El Mineduc viene dando señales de decadencia. El ingeniero comercial Eyzaguirre y la asistente social Delpiano, no eran verdaderamente conocedores de los complejos asuntos involucrados en la educación. Ambos llevaron la conducción de las reformas a los límites de la banalidad.

Recuérdese la frase de cortesano rico de Eyzaguirre sobre los patines; o su condena clasista a lo que entendió como el arribismo de los angustiados y esforzados apoderados de colegios subvencionados.

Repárese, ahora, en la reforma a la educación superior recién aprobada, que, sin criterio justificable, priva a las casas de estudio, por diversas vías, de recursos necesarios para la investigación y la docencia de calidad -destruye lo que en muchos casos se estaba haciendo bien-; y concentra, además, sin el exigible cuidado republicano, el poder de control sobre el pensamiento universitario en manos del gobierno, dejando así, en definitiva, a la libertad del espíritu acentuadamente bajo la lógica político-partidista.

Lo esperable era que Sebastián Piñera se tomara con especial atención el nombramiento del ministro de Educación.
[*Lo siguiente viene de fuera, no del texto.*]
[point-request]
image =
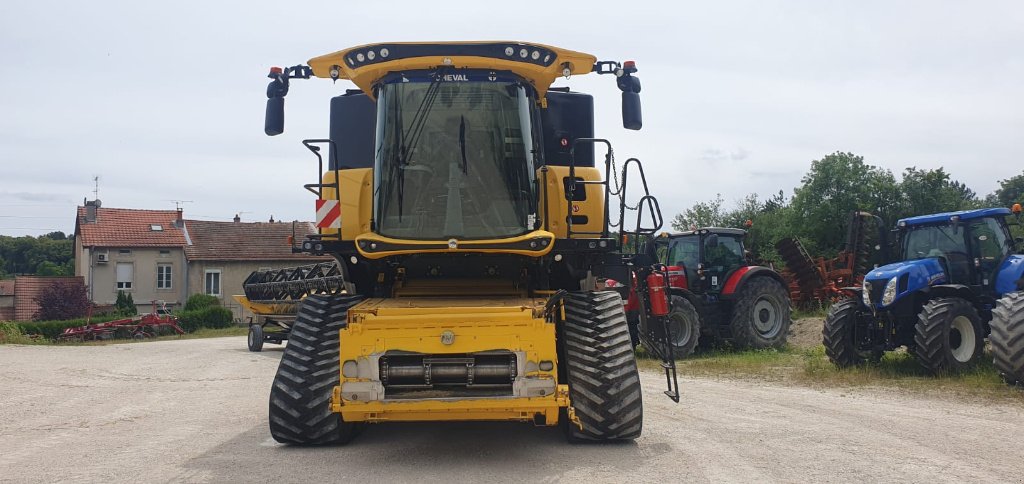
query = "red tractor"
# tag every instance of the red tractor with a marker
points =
(715, 295)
Hay quien piensa que no, que la disputa, aprobadas ya las reformas, está perdida y ahora se trata de nuda gestión.

Una tal renuncia importaría comprometer el destino de la educación chilena.
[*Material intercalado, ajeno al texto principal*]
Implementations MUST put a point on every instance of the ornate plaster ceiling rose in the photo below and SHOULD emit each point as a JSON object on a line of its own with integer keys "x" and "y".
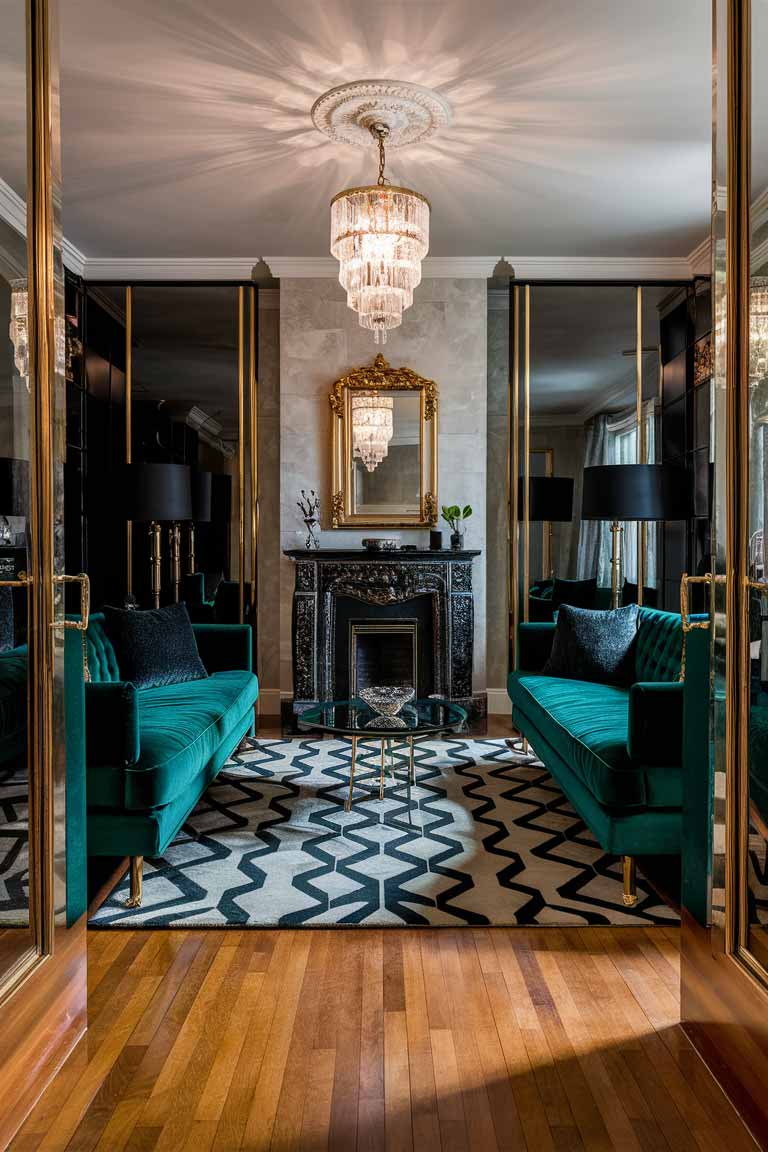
{"x": 411, "y": 113}
{"x": 379, "y": 233}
Pasa que se necesitan reformas a la enseñanza básica, media y superior; mejorar drásticamente el apoyo a la investigación en ciencias y humanidades; simplificar de manera decisiva la creciente burocratización en la que se viene sumiendo a la educación producto de abstrusas directrices ministeriales; elevar sustantivamente la calidad de la docencia en todos los niveles. Eso, dentro de un contexto en el que se vele por la división republicana del poder educativo entre el Estado (que en Chile casi coincide con el gobierno) y la sociedad civil.

Sin esas reformas no podremos ponernos al día en el inveterado atraso en el que se encuentra nuestra educación, y que nos desliga a todos (de colegios pagados y libres, de universidades del Cruch y nuevas, sin lucro y lucrosas) de las naciones con sistemas educativos avanzados. En ellos no solo la calidad y los recursos destinados a la enseñanza y la investigación son mucho mayores, sino que existe una esmerada preocupación por mantener dividido el poder educacional, sin extremar la injerencia del gobierno de turno.
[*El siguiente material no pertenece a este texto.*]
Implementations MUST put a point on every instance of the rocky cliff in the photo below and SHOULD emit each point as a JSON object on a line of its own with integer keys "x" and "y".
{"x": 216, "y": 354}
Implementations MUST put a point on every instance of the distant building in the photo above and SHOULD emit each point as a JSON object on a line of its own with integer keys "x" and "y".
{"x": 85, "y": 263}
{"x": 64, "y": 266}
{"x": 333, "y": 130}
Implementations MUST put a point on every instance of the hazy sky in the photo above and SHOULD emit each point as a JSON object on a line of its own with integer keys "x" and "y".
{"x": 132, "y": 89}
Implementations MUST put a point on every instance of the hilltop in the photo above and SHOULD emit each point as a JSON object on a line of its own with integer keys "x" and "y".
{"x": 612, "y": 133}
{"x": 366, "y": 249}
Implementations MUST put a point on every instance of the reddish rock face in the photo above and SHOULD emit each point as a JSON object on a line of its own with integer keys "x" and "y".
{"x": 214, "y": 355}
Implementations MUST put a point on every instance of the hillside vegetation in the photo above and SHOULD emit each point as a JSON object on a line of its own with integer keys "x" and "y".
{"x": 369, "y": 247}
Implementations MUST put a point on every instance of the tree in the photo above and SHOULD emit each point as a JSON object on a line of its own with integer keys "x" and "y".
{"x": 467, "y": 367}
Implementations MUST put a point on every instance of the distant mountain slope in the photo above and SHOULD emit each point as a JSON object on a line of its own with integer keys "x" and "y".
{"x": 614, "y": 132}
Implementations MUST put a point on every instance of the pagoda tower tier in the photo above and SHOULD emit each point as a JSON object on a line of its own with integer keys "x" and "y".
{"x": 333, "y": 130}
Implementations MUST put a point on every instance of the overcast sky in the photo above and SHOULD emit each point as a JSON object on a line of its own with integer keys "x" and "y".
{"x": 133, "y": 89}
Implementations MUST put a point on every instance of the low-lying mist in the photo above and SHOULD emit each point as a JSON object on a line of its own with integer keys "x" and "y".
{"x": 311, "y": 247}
Dicen que hay que conocer para opinar y, por cierto, a diferencia de los que se van, el ministro Varela tiene la posibilidad de enmendar, mostrar sus capacidades políticas y su compromiso con una educación de calidad, libre e integradora. Hay que, empero, decirlo: no pocas de las afirmaciones de Varela como columnista lo hacen entrar al cargo bajo un escrutinio y exigencias que, no es de extrañar, se adelantaron.

Habida cuenta de su perfil, huelga preguntarse: ¿en qué estaba pensando Piñera al nombrarlo? Una posibilidad sería: en incendiar la pradera; en ponerle a la muchachada radicalizada de las universidades alguien de ideas tan prístinas como las de ella y que gane el mejor. Quizás los estudiantes se merezcan algo así. En su momento fueron, ciertamente, incapaces de reconocer la sofisticación en el ministerio y rechazaron brutalmente a alguien preparado, como Beyer.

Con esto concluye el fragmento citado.